The problem is that, although I have superuser priviledges (I'm the main and only Ubuntu user), the machine doesn't let me extract the files in the right folder, namely, /usr/local/share/texfm-texlive/tex/latex. If I try using the Terminal, it won't even show me all the existing folders past /usr/local/share (only fonts, games, and a few others); if I try using the Gnome interface and get to the latex folder, it won't let me paste any files in there due to "lack of permission." 

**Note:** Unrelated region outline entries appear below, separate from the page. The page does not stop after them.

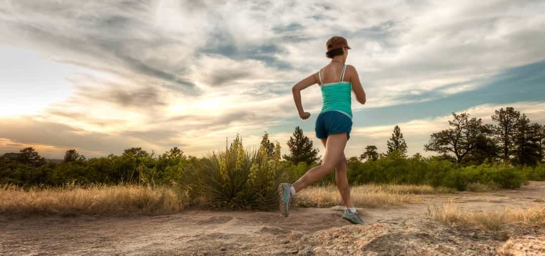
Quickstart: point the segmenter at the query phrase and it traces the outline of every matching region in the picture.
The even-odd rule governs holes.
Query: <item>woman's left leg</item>
[[[348,179],[347,178],[346,172],[348,170],[348,162],[346,157],[343,153],[341,160],[335,166],[335,184],[339,190],[341,197],[344,203],[344,206],[350,208],[354,207],[352,200],[350,196],[350,186],[348,185]]]
[[[324,145],[324,147],[328,142],[327,139],[321,139],[322,143]],[[344,206],[348,208],[354,207],[352,205],[352,200],[350,197],[350,186],[348,185],[348,179],[347,178],[346,172],[348,170],[348,162],[346,160],[346,157],[343,153],[341,159],[335,165],[335,184],[337,188],[339,190],[339,193],[342,198]]]
[[[295,192],[299,192],[334,171],[341,157],[344,155],[347,140],[346,133],[336,133],[328,136],[325,154],[322,165],[309,170],[293,183]]]

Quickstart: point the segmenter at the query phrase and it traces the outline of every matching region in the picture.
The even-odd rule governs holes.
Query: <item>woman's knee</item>
[[[348,168],[348,162],[345,158],[342,158],[335,165],[335,170],[337,171],[346,172]]]
[[[331,164],[331,163],[322,163],[322,167],[328,170],[328,172],[331,172],[335,170],[335,166],[336,165]]]

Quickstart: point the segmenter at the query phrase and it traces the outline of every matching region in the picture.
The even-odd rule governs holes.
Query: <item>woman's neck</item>
[[[331,62],[338,62],[340,63],[341,64],[344,64],[344,63],[342,61],[342,56],[340,56],[340,55],[337,55],[333,57],[333,58],[331,59]]]

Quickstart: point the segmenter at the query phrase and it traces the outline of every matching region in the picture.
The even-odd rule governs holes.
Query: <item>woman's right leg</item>
[[[348,170],[348,162],[343,153],[341,160],[335,166],[335,184],[339,190],[341,197],[344,202],[344,206],[350,208],[354,207],[352,200],[350,197],[350,186],[348,185],[348,179],[346,177],[346,172]]]
[[[306,188],[334,171],[337,163],[344,155],[344,147],[347,140],[346,133],[336,133],[328,136],[325,154],[322,165],[309,170],[293,183],[295,192]]]

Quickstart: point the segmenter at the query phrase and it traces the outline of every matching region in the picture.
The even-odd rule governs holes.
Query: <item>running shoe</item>
[[[342,215],[342,218],[349,221],[352,224],[365,224],[365,222],[361,220],[360,215],[356,213],[352,213],[350,210],[347,209],[344,210],[344,213]]]
[[[280,207],[280,214],[284,217],[289,215],[289,205],[293,200],[293,195],[289,189],[292,184],[280,183],[278,185],[278,202]]]

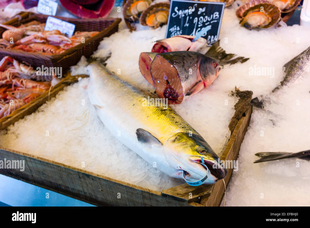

Does this make any sense? Thank you in advance. --LJM

----------


## kleeman

Are you root when this happens?
At the terminal type
sudo su
and put in your password.
Try again after this...

----------


## Toufik

```
sudo latex calrsfs.sty
```

should work

Even if you are the only user of your computer, you have to type "sudo" and your password each time you want to modify your system (like installing something)

----------


## LJM

Thank you for your replies. Before I had had a chance to read them, I solved the problem using brute force.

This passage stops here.